Scientists Identify Genes Tied to Increased Risk of Ovarian Cancer

Medically reviewed by Alexander Gusev, PhD

A team of Dana-Farber scientists and their associates has identified 34 genes associated with an increased risk of developing earliest-stage ovarian cancer. The findings, published in the journal Nature Genetics, will both help identify women who have the highest risk of developing ovarian cancer and pave the way for identifying new therapies that can target these genes.

Currently, there is no effective screening test for ovarian cancer and the disease is notorious for being detected in later stages when survival rates are poor. However, if ovarian cancer is caught early, survival rates increase dramatically, underscoring the need to identify those who may be at risk for developing the disease.
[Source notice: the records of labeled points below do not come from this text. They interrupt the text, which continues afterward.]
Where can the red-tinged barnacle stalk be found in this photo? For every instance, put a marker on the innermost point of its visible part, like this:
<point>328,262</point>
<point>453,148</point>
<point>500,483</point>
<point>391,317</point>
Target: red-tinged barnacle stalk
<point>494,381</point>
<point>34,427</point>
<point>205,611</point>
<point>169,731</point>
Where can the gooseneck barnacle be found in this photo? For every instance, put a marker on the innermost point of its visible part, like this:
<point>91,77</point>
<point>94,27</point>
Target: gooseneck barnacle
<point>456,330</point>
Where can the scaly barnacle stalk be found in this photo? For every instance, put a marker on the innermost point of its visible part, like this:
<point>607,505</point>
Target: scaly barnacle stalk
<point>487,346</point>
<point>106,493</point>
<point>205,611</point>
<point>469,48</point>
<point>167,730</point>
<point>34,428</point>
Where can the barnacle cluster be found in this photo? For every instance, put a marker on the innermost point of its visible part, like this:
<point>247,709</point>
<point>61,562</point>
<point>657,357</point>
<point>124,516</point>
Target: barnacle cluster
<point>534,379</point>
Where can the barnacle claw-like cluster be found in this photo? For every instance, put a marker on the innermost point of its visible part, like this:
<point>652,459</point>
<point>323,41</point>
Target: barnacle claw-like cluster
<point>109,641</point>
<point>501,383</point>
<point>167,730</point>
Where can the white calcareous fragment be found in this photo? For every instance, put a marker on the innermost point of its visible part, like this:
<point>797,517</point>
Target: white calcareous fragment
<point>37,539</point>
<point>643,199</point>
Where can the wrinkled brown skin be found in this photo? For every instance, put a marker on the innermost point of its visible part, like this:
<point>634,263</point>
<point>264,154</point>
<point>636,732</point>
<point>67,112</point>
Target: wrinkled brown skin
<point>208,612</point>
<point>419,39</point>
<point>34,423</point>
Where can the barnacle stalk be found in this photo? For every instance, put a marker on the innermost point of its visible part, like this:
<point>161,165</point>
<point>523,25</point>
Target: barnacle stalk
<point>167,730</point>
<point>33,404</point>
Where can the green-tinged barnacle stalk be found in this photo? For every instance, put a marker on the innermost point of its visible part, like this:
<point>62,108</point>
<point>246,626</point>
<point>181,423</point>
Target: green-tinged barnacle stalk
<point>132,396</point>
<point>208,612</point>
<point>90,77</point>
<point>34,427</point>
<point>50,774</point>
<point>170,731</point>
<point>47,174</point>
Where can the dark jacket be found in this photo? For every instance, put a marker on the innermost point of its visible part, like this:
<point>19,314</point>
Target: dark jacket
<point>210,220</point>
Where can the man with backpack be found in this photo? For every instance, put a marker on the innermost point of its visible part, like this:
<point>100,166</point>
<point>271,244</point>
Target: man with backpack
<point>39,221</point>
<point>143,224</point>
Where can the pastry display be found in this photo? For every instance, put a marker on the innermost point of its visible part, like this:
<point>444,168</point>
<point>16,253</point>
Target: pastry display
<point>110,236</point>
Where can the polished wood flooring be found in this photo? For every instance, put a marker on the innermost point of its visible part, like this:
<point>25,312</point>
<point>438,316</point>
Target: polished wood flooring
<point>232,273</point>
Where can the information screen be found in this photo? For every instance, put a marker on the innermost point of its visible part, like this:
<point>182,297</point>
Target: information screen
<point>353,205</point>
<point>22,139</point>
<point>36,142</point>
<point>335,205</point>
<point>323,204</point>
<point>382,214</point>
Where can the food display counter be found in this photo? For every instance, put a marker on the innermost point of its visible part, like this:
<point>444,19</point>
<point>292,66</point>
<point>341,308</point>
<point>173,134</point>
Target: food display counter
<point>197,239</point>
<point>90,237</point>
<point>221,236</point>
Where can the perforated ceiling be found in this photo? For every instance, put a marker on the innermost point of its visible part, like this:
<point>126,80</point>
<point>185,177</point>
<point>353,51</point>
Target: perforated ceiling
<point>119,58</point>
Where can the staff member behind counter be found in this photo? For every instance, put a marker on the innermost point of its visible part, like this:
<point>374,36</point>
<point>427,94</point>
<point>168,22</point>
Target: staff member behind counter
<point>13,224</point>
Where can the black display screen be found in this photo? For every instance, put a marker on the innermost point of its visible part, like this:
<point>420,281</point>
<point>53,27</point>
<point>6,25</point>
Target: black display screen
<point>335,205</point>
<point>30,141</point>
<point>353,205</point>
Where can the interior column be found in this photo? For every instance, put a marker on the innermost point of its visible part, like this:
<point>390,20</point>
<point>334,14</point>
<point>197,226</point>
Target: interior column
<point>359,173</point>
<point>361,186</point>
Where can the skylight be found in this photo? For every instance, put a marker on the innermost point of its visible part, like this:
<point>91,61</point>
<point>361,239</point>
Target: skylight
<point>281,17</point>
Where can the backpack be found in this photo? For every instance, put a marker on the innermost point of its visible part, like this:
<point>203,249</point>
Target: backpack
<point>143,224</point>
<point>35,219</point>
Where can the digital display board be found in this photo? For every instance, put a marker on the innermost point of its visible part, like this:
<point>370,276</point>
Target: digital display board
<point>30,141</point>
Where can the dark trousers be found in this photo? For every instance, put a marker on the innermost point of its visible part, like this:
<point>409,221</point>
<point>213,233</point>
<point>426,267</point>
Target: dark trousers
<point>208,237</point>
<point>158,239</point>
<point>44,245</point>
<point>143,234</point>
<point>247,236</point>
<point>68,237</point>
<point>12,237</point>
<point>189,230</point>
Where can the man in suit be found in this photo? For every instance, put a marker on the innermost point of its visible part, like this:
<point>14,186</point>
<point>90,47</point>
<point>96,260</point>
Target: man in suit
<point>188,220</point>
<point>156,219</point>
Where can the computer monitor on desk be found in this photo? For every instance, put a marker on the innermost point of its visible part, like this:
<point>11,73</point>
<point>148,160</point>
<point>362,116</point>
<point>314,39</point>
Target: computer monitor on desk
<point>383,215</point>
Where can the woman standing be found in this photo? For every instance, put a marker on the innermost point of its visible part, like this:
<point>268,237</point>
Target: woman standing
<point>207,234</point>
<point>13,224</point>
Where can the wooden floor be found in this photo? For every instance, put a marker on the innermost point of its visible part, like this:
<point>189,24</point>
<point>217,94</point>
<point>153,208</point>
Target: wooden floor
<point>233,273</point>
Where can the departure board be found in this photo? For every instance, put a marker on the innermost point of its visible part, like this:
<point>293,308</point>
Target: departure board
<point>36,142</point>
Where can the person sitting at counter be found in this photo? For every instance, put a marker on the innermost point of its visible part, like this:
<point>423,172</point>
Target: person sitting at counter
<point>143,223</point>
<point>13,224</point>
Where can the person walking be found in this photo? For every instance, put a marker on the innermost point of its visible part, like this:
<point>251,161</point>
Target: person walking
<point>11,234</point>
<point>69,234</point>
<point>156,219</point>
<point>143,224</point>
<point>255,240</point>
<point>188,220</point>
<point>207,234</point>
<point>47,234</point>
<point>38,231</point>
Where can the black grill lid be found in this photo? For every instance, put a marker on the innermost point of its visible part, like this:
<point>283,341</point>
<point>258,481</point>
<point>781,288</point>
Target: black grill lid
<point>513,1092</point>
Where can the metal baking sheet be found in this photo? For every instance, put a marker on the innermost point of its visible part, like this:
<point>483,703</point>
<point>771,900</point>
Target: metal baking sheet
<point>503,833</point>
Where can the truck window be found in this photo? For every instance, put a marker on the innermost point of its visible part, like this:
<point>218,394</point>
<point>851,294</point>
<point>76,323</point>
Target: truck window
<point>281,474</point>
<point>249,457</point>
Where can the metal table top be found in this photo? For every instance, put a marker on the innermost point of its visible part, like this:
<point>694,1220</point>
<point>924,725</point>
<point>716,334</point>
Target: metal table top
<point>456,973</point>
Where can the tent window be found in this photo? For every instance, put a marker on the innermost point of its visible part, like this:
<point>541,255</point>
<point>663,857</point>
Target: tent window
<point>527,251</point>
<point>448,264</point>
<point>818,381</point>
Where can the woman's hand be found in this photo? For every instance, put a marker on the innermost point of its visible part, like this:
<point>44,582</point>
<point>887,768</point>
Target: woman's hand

The study, led by Dana-Farber’s Alexander Gusev, PhD, Simon Gayther, PhD, of Cedars-Sinai Medical Center in Los Angeles, and Bogdan Pasaniuc, PhD, of the University of California at Los Angeles, drew on genetic data gathered over more than a decade by the Ovarian Cancer Association Consortium. The researchers compared the genetic profiles of about 25,000 women with ovarian cancer and 45,000 women without the disease and found more than 30 regions of the genome associated with ovarian cancer.

Alexander Gusev, PhD.

The next task was to pick out the specific genes within those regions that are responsible for the increase in ovarian cancer risk.

“The main challenge has to do with the number of genes that are in one region of the genome,” explains Pasaniuc. “Whenever you inherit a piece of DNA from your parents, you don’t inherit just every base pair of the genome, you inherit big chunks. That means that if you inherit a gene mutation in a given region, you inherit the entire region, which can carry 10 to 20 genes at a time. This makes it very hard to pinpoint specific genes from specific regions.”

Detective work

The team compared the large-scale genetic data from the Ovarian Cancer Association Consortium with data on mutations that disrupt the genes in ovarian and other tissues. By putting these two pieces of information together, the researchers were able to identify 34 genes associated with an increased risk of developing ovarian cancer.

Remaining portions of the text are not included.